Leucius Charinus wrote:
dejuror wrote:
Leucius Charinus wrote:
RealityRules wrote:

    by crucifying Jesus again ?


According to one of the apocryphal acts Jesus said he was going to be crucified a second time.
Peter who had escaped his jailers in Rome met Jesus at the gates of the city.

    "When he wished to go out the city gate, however, he saw Christ coming to meet him.
    Worshipping him, he said:

    "Lord, where are you going?" (QUO VADIS)

    Christ answered him: "I am coming to Rome to be crucified again." [p. 8]

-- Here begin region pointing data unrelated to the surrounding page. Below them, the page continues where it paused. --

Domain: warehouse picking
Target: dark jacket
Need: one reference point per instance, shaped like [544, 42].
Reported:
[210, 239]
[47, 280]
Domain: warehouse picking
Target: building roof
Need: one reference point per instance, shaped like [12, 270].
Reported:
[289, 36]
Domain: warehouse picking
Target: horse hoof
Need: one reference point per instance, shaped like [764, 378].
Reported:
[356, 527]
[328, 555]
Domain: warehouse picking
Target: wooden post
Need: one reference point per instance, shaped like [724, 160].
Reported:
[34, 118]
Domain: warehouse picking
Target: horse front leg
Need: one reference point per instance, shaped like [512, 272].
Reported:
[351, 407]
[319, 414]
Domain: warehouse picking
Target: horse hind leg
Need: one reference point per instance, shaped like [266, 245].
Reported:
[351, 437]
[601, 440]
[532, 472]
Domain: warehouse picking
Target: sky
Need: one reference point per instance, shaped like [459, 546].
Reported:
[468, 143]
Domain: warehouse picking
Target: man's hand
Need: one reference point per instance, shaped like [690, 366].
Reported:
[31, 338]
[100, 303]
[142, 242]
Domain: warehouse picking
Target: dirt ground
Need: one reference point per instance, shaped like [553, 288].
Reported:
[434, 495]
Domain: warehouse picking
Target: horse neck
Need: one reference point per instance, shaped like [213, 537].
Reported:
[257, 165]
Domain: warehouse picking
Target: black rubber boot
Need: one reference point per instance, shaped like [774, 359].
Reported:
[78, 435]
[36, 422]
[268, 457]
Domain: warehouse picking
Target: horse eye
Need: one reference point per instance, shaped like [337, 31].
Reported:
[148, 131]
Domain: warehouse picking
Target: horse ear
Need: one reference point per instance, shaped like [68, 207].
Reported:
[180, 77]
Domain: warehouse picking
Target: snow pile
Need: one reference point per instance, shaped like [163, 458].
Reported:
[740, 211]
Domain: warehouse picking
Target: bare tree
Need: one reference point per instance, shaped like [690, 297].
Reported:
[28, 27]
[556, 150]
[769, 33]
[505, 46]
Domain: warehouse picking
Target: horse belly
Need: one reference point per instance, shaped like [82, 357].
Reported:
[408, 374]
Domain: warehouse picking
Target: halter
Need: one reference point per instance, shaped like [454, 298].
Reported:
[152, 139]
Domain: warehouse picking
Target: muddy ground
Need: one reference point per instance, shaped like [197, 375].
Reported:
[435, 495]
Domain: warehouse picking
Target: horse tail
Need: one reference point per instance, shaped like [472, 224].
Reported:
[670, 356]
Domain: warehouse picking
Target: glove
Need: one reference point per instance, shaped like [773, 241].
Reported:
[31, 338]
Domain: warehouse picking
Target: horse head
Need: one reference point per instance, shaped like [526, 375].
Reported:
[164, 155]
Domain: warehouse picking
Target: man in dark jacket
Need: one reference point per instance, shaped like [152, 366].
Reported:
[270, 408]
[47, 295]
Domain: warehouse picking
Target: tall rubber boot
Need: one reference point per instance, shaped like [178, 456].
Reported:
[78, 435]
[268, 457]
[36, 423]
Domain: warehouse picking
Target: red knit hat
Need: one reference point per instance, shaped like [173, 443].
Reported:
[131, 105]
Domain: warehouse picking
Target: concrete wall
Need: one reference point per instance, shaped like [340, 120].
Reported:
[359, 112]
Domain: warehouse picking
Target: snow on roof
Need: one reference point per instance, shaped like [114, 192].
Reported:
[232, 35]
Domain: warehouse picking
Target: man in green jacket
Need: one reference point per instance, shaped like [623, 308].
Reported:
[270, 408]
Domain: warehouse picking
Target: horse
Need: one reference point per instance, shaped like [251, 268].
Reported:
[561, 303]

    And Peter said to him: "Lord, will you be crucified again?"
    And the Lord said to him: "Certainly, I will be crucified again."

    But Peter said: "Lord, I will return and follow you."
    And after these things were spoken, the Lord ascended into the heavens.

    --- The Acts of Pseudo-Linus


This Christian writing implies their Jesus was still on earth [in the city of Rome] in the time of Nero c 54-68 CE.


The Monty Python movie "Life of Brian" is set in Jerusalem in the time of Jesus and is widely regarded as a satire. It was not written by Christians.

Likewise I regard this writing - Pseudo-Linus - to be a lampoon or a satire on the NT Jesus story. I do not assume it was written by the (canonical) Christians rather, in all likelihood, a pagan satirist. It was designed to make the audience laugh IMHO.


I am referring to the Acts of Peter. It is a Christian writing which claims Peter met Jesus in the city of Rome during the reign of Nero c 54-68 CE.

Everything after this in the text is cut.